1958 is a year of familiar names. Boris Pasternak's romantic epic, Doctor Zhivago, smuggled out of Soviet Russia, was number one, followed by Anatomy of Murder by Robert Traver (adapted by Otto Preminger with Jimmy Stewart starring as the lawyer caught up in a sensational trial), Nabokov's still-controversial Lolita, Patrick Dennis's sequel to Auntie Mame, another family saga by John O'Hara called From the Terrace, and a third Eloise book. Two romantic historical fiction novels, set in colonial Massachusetts and the dance halls of New Orleans, awash with distressed damsels, a novel set in Alaska by Edna Ferber, and an autobiographical novel about the anti-semitism faced by a Jewish man married to a Christian woman finish out the list.

In 1959, both Doctor Zhivago and Lolita stayed on the list, but the most popular novel was Exodus, Leon Uris's controversial novel about Jewish immigration to Palestine and the beginning of Israel.

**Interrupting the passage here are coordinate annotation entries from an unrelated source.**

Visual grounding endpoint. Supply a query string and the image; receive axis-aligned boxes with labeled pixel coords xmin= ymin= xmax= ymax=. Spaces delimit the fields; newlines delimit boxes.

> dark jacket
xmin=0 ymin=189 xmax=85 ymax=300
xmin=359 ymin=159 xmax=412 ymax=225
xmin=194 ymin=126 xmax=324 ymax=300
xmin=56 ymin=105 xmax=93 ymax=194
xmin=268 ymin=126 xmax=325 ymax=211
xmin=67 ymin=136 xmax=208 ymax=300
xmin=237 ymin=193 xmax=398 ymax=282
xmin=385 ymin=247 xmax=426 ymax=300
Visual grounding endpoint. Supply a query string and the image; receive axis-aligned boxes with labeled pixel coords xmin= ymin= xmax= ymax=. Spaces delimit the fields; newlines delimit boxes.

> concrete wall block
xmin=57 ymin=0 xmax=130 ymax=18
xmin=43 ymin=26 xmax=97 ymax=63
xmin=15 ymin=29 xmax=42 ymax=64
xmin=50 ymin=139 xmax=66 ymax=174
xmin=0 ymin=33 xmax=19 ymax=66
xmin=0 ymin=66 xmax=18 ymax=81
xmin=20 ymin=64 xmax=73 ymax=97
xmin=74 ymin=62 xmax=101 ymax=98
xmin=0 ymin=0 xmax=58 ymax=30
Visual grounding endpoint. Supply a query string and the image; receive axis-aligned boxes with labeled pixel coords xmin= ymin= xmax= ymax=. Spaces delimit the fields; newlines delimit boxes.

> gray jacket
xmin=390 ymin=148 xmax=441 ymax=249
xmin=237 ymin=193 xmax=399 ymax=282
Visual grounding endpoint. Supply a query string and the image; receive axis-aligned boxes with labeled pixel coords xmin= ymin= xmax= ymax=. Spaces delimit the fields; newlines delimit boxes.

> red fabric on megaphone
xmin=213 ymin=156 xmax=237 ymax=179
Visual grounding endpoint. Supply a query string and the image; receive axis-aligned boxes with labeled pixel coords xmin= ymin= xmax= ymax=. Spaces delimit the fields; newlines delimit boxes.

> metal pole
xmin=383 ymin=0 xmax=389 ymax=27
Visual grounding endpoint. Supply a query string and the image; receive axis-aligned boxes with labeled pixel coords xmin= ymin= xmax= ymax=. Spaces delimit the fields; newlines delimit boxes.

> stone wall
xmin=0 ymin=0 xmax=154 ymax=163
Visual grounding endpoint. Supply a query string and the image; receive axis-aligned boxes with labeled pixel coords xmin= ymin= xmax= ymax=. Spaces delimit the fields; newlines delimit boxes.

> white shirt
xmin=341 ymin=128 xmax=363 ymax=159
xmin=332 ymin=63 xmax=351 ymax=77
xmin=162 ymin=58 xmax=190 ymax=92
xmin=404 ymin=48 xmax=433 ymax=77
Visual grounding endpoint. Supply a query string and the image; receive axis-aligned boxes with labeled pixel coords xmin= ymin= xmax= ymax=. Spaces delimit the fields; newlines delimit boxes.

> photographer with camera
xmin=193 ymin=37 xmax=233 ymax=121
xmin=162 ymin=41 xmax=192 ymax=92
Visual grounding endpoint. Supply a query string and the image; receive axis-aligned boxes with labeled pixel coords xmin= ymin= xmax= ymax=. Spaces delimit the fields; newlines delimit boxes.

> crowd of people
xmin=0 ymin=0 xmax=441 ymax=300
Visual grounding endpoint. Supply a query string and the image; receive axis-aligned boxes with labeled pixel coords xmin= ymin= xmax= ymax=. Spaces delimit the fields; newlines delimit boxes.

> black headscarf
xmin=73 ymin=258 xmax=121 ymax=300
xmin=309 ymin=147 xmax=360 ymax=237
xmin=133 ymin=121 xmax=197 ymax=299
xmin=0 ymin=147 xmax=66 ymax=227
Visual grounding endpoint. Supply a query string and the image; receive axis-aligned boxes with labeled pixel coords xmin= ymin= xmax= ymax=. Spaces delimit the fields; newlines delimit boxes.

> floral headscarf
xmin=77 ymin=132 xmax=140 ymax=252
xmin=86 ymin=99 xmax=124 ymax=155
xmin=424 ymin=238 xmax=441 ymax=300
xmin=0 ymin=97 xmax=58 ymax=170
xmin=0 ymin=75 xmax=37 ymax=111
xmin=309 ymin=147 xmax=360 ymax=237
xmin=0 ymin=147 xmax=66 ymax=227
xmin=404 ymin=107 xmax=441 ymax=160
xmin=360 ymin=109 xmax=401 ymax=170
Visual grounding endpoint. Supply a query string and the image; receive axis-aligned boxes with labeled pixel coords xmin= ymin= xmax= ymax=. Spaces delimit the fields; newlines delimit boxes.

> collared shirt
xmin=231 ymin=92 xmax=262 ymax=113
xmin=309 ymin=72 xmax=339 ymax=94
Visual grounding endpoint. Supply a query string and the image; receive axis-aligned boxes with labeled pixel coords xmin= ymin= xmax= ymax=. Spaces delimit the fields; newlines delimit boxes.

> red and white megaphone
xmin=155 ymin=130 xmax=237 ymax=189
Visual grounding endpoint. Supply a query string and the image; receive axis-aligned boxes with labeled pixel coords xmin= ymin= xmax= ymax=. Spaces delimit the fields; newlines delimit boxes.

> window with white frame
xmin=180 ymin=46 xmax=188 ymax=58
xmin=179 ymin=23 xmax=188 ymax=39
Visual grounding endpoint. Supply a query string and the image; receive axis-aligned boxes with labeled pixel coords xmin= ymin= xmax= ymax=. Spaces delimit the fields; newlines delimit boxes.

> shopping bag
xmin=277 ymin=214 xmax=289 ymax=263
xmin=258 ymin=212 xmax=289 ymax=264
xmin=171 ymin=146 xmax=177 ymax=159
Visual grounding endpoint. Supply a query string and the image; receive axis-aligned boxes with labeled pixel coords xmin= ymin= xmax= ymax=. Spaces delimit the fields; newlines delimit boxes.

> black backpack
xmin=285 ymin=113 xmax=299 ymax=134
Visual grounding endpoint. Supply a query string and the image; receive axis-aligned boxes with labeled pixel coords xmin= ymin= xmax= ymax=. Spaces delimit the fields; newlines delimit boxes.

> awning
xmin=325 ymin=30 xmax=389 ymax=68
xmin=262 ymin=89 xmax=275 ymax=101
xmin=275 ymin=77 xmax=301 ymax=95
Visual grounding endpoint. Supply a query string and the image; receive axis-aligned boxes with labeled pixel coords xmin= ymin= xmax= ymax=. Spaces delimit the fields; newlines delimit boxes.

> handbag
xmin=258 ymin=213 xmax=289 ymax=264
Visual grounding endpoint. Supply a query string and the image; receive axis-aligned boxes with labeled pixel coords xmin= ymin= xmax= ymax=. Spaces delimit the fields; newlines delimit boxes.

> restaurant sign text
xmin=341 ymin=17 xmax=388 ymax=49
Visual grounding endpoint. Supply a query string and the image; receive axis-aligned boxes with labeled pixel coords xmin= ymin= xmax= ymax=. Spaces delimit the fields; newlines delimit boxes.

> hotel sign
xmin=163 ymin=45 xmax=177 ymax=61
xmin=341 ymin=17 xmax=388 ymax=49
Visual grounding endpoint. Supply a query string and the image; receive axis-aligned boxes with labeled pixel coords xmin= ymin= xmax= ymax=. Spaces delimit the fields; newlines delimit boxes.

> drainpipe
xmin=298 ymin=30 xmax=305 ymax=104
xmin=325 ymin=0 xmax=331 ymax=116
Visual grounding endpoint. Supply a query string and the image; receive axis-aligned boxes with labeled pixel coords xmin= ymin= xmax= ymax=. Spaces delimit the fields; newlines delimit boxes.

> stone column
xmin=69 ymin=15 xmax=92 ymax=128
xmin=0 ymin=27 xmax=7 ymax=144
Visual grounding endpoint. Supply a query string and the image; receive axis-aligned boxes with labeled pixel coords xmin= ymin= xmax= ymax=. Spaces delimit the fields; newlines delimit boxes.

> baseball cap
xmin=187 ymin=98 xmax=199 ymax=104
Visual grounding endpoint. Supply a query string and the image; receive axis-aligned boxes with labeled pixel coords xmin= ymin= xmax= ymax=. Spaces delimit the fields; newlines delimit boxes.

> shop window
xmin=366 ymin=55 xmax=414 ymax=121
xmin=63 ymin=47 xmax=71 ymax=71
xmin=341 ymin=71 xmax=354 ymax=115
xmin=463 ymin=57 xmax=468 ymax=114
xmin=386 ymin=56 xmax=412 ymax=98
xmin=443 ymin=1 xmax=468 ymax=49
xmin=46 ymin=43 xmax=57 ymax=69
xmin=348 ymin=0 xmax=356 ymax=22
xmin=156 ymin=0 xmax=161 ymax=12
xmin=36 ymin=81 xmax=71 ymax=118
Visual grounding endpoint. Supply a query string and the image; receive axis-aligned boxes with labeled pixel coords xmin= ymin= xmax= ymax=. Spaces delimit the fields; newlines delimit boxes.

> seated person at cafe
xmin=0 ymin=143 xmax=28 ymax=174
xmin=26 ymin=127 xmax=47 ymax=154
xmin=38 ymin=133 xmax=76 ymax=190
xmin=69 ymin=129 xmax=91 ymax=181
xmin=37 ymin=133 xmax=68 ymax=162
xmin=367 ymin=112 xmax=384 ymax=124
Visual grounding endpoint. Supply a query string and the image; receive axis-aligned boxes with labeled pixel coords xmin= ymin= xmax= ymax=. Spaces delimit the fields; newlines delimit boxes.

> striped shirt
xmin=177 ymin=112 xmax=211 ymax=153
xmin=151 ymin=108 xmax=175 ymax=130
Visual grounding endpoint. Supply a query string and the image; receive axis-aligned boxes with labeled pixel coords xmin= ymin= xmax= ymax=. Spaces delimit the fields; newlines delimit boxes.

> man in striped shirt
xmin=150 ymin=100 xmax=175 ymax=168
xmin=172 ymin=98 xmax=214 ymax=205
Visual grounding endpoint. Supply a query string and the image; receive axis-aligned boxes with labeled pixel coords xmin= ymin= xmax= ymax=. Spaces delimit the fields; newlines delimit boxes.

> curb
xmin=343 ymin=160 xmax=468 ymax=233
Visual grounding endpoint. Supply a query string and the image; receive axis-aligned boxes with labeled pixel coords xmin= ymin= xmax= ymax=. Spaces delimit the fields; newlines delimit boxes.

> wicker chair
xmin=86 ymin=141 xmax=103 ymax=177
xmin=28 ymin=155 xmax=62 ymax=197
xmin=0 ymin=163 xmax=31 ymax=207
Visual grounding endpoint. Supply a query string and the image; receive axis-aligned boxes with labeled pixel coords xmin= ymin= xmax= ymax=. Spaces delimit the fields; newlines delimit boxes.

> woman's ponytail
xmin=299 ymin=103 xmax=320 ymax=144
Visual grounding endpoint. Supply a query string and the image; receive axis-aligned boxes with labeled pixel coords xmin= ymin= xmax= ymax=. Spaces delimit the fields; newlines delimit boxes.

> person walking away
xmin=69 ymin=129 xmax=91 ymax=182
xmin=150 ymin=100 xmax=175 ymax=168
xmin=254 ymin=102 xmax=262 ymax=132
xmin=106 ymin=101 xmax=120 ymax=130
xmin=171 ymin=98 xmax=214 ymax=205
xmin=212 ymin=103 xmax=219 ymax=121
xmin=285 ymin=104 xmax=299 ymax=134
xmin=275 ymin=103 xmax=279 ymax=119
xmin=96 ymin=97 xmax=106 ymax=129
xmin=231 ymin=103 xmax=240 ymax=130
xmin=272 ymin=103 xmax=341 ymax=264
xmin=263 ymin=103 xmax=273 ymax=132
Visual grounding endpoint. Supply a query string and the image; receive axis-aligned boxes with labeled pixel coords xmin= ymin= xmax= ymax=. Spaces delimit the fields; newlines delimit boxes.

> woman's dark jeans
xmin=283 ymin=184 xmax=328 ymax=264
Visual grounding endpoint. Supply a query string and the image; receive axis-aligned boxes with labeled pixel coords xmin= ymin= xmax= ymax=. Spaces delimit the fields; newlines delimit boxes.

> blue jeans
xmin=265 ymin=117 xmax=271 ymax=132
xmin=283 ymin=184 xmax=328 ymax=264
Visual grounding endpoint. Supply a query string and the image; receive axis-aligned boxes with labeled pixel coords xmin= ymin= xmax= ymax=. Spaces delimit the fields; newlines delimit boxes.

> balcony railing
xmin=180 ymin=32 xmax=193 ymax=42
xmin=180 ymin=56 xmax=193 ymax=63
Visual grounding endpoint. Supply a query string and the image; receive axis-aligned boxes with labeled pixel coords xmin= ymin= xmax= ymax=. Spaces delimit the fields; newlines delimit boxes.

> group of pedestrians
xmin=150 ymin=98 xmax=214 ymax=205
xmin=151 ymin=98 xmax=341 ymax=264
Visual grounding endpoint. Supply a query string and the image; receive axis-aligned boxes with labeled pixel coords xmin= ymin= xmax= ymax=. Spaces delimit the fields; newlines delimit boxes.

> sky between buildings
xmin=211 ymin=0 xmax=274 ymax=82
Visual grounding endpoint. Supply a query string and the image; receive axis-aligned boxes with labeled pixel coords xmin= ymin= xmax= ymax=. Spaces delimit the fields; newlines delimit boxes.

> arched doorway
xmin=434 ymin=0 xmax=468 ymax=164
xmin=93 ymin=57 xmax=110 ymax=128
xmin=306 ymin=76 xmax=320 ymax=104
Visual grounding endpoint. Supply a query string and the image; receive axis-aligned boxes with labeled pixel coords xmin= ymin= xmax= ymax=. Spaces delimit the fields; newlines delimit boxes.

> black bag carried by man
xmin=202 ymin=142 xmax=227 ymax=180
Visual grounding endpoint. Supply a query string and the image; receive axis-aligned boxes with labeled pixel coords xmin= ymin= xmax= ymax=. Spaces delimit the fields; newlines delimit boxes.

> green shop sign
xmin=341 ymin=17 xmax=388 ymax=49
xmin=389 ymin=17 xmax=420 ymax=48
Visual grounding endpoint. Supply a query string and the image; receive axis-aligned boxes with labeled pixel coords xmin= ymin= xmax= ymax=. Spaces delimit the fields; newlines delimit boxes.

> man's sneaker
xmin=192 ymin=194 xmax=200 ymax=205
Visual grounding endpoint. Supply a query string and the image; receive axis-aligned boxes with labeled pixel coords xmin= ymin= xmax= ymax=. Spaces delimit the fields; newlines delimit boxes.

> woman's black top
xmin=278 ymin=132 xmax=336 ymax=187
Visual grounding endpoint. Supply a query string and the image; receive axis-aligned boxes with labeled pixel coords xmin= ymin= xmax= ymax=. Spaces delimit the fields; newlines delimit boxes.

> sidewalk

The novel both bolstered American support for Israel and attracted criticism for its racist depictions of Arabs. Political novels, in fact, dominated the list, with James Michener's Hawaii, which traces the islands' history from the first human inhabitants to its designation as a state, an inflammatory anti-communist novel about a "red" politician, and a deeply critical semi-autobiographical novel about the failures of American diplomats. After a brief respite, a religious novel, this one about the life of Saint Luke, made the list, as did what sounds like a bitter story about the rise and downfall of a tycoon and a comic novel by Paul Gallico, a wonderful writer who deserves to remembered more often (I'm very fond of his novel Jennie, narrated from the perspective of a little boy transformed into a cat). The most interesting book on the list for 1959 is D.H. Lawrence's 1928 novel, Lady Chatterly's Lover, which was banned on charges of obscenity until that year, along with Fanny Hill (originally published in 1748) and Tropic of Cancer.

A number of prominent and beloved novels of the 1950s did not make the best-seller list, some of them quite surprising, such as The Lord of the Rings by J.R.R. Tolkien, Charlotte's Web by E.B. White, Strangers on a Train by Patricia Highsmith, and Things Fall Apart by Chinua Achebe. The books that did become best-sellers tell us the genres that were popular in that era, strikingly in contrast to the best-sellers of today. While historical fiction and political novels, explicitly religious novels, and two especially gendered genres, the romantic melodrama and the military/naval/aviation adventure novel, dominated the cultural landscape in the 50s, today post-apocalyptic science fiction, mystery and horror, legal thrillers, and soft erotica dominate. The preoccupations of the reading public are made manifest in the most popular novels: colonialism, whether viewed positively or negatively, whether in the United States and its territories or abroad, the election process and the integrity of politicians, sexualized teen girls and young women in relationships with older men, and Christianity, ancient and modern, were some of the most salient principal themes. If this exercise demonstrates any one fact, however, it is that the books that have the greatest cultural impact in the moment of their publication are hardly guaranteed to stand the test of time, or even be remembered as products of their respective eras. I had read only ten of the best-selling novels of the 1950s; I had heard of less than half of the rest. Thus, while we may moan about the state of literature when Fifty Shades of Gray and junky conspiracy theory-driven pseudo-historical books by Bill O'Reilly make the best-seller list, it's worth remembering that Rally 'Round the Flag, Boys! - the comic novel about committee meetings  - was the fourth best-selling novel in 1957, the same year that Elsa Morante's Arturo's Island, Vladimir Nabokov's Pnin, Naguib Mahfouz's Sugar Street, and Iris Murdoch's The Sandcastle, none of which were best-sellers, were published. The great writers are still writing - it just takes us time to give them their due.